次に、海外子会社の商況をご説明いたします。米国のワコールインターナショナルの売上高は、102億3,000万円。前年同期比で3.2パーセントの減少となりました。

新しく連結対象となったIntimates Online社の、2019年8月以降の売上高3億5,000万円を取り込んだ効果があったものの、百貨店の在庫調整が影響したことにより、既存事業が苦戦した結果、減収となりました。

営業利益は、既存事業の減収影響、Intimates Online社の営業損失2億円の計上、ならびに買収に係る一時的な費用を計上したことから、前年同期に比べ約40パーセントの大きな減少となりました。

ワコールヨーロッパ 20/3期上期の概況 <海外子会社>

ワコールヨーロッパの売上高は、およそ70億円。前年同期から約6パーセントの減少となっていますが、現地通貨ベースでは、前年同期に比べ約2パーセントの増加で終了しています。
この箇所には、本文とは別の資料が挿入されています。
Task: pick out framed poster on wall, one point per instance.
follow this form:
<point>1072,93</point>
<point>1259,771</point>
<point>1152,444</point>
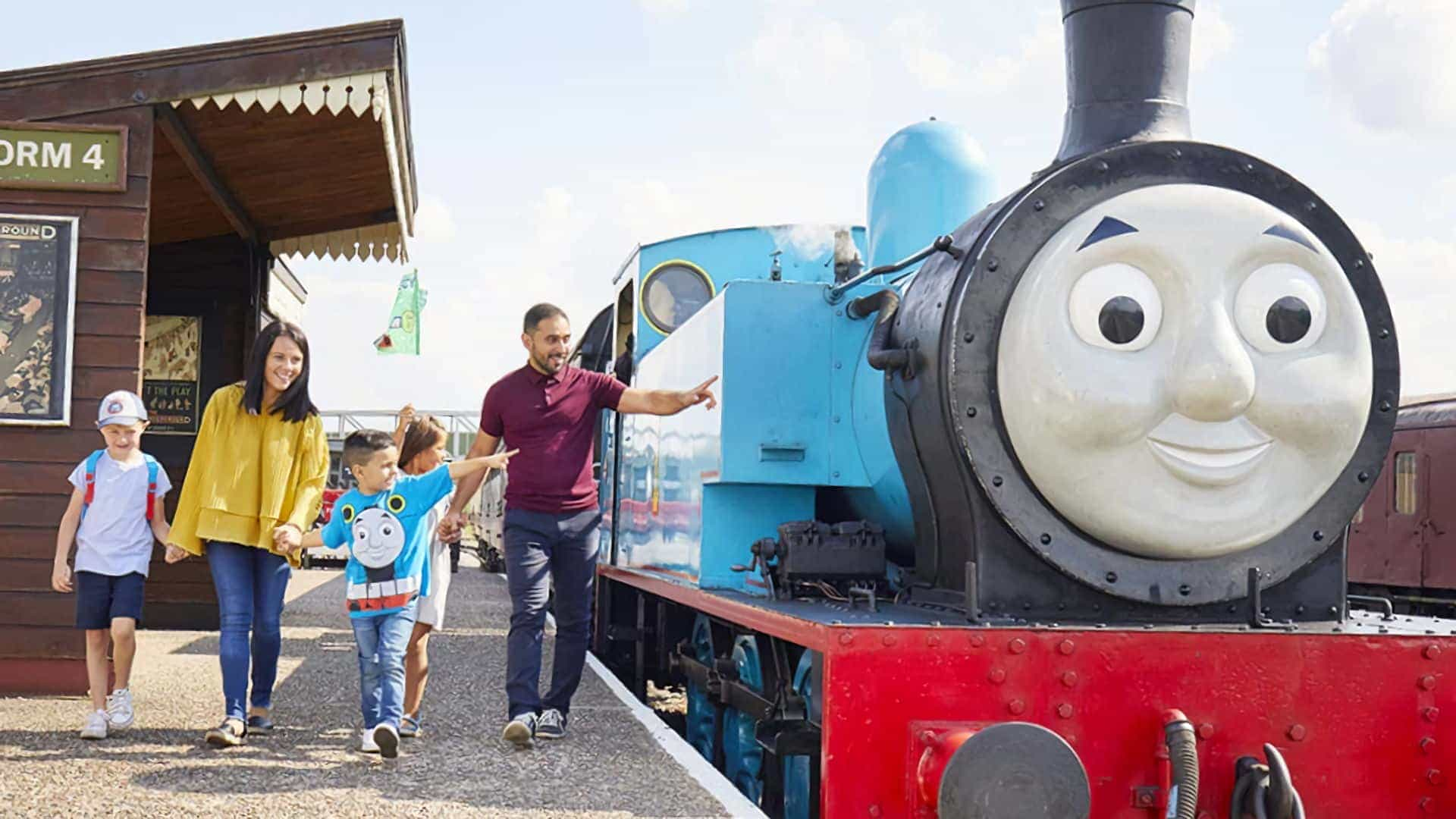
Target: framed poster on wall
<point>171,375</point>
<point>36,318</point>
多様なサイズニーズに応えるブランドの展開強化に取り組んだ結果、百貨店・専門店・ECともに第2四半期の売上が伸長しました。

営業利益は、新規に出店したスペインの百貨店での販売体制強化に伴う人件費の増加に加え、自社ECサイトでの売上拡大に向けた宣伝活動を進めていることから、前年同期に比べ15.3パーセントの減少となりました。

中国ワコール 20/3期上期の概況 <海外子会社>

中国ワコールの売上高は、およそ61億円。前年同期から約3パーセントの減少となりましたが、現地通貨ベースでは約3パーセントの増加となりました。

ECモール事業者とのアライアンス強化によって、EC売上は高い成長を維持したものの、一部の百貨店の閉店などが影響しました。

営業利益は、EC売上の比率が高まったことで、売上利益率の改善が進んだものの、広告宣伝費の増加や、物流体制の強化に向けた倉庫移転に伴う一時的な費用を計上したことから、14パーセントの減少となりました。

その他アジア 上期の概況

その他のアジア地域の事業概況ですが、売上高の合計で39億5,000万円、前年同期から14.3パーセントの減少となりました。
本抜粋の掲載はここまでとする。